I would like to start a section to collect some tips and tricks for DALL-E 3, including some weaknesses too. Feel free to extend or correct it.
It took me quite some time to realize relatively simple things. This might help save some time when experimenting.
I will see what makes more sense, to add new posts or edit this first text as a collection, the future will show…
Hope this helps.
(I mainly created photo realistic pictures, so not much specific experiences with other styles like paintings drawings or cartoons. I use the browser chat DALL-E, not the API, i have no experiences with API or Python.)
Bugs:
-
Nonsensical Text Insertion: When pushing DALL-E to creative limits, nonsensical texts suddenly appear, where DALL-E inserts the prompt into the image, probably to describe it. This has been the strangest behavior so far. You cannot get rid of it with “don’t add any text,” on the contrary, you get more text. You have to change the prompt itself.
It seems DALL-E starts describing the image instead of trying to find a graphic solution if it has no idea how to realize it. So the more creative challenging the realization is, the more likely you get nonsense text in the image.
Some styles are probably more susceptible to unwanted text because text is often included in these images during training. For example, in “drawing” or “cartoon style”.
(Very tiresome and frustrating sometimes!) -
Image Orientation Issues: DALL-E has issues orienting images correctly if they are in portrait/vertical mode.
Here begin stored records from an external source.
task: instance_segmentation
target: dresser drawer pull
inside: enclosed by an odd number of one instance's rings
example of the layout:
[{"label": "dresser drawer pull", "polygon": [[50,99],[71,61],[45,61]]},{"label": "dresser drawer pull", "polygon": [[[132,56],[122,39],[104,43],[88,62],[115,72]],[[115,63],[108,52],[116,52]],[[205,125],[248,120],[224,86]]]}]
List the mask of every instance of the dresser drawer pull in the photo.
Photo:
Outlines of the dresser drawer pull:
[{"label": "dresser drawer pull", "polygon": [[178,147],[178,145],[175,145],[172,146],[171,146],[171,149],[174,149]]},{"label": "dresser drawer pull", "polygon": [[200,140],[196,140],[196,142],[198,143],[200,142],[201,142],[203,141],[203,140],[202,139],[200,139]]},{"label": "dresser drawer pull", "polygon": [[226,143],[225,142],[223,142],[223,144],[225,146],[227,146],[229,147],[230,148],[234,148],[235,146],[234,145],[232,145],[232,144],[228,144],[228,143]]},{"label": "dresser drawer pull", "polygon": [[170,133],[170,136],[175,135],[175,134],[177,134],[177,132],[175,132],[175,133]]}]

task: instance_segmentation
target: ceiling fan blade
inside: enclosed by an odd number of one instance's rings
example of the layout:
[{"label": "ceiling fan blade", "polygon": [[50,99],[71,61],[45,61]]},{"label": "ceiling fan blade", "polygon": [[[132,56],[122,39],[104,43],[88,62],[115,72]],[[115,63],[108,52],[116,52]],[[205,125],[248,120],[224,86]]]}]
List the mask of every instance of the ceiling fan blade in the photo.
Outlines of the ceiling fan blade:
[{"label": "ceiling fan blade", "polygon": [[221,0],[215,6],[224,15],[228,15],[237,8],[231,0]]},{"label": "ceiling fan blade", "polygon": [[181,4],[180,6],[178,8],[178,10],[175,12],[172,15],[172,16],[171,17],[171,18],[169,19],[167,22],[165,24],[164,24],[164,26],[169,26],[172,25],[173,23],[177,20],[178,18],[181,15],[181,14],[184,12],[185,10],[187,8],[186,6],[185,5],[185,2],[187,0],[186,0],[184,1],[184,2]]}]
It sometimes creates a horizontal image but turns simply the image wrong, or it creates a square and fills up the rest with nonsense. It seems some people could overcome it by using a directive like “rotate 90°,” but it is not stable.
-
Geometric Understanding: Geometries are not yet fully understood. For example, a snake sometimes simply consists of a closed ring. Fingers are better now but still can have mistakes. The system is still not perfect…
-
Lack of Metadata: Not a bug in this sense, but kind of… DALL-E created files do not include any meaningful metadata. The prompt, seed, date, or any other info is not included in the files. So you must save the prompts manually if you want to keep them.
-
Content Policy Issues: The content-policy security system of DALL-E makes not much sense, and gives no feedback, it blocks sometimes absolutely okay texts. I have another post for this.
(Bug Report: Image Generation Blocked Due to Content Policy)
Issues and weaknesses:
Here are some tips on how to bypass some weaknesses that DALL-E still has.
It is also interesting to know that even GPT does not recognize some of these weaknesses and generates prompts for DALL-E that need to be improved.
-
Negation Handling: DALL-E cannot process negations, what you have in the text mostly ends up in the picture. DALL-E does not understand “not, no, don’t, without.” So always describe positive desired properties to prevent DALL-E from getting the idea of adding something unwanted.
-
Avoid Possibility Forms: It is also good to avoid possibility forms like “should” or “could” and instead directly describe what you want to have in the image.
-
Prompt Accuracy: DALL-E takes everything in the prompt and tries to implement it, even if it doesn’t make sense or is contradictory. The more complex the realization, the more likely errors are. For example, “close to the camera” or “close to the viewer” resulted in DALL-E adding a camera or a hand to the image, instead of placing the desired element close to the viewpoint. So far, “close to us” has worked.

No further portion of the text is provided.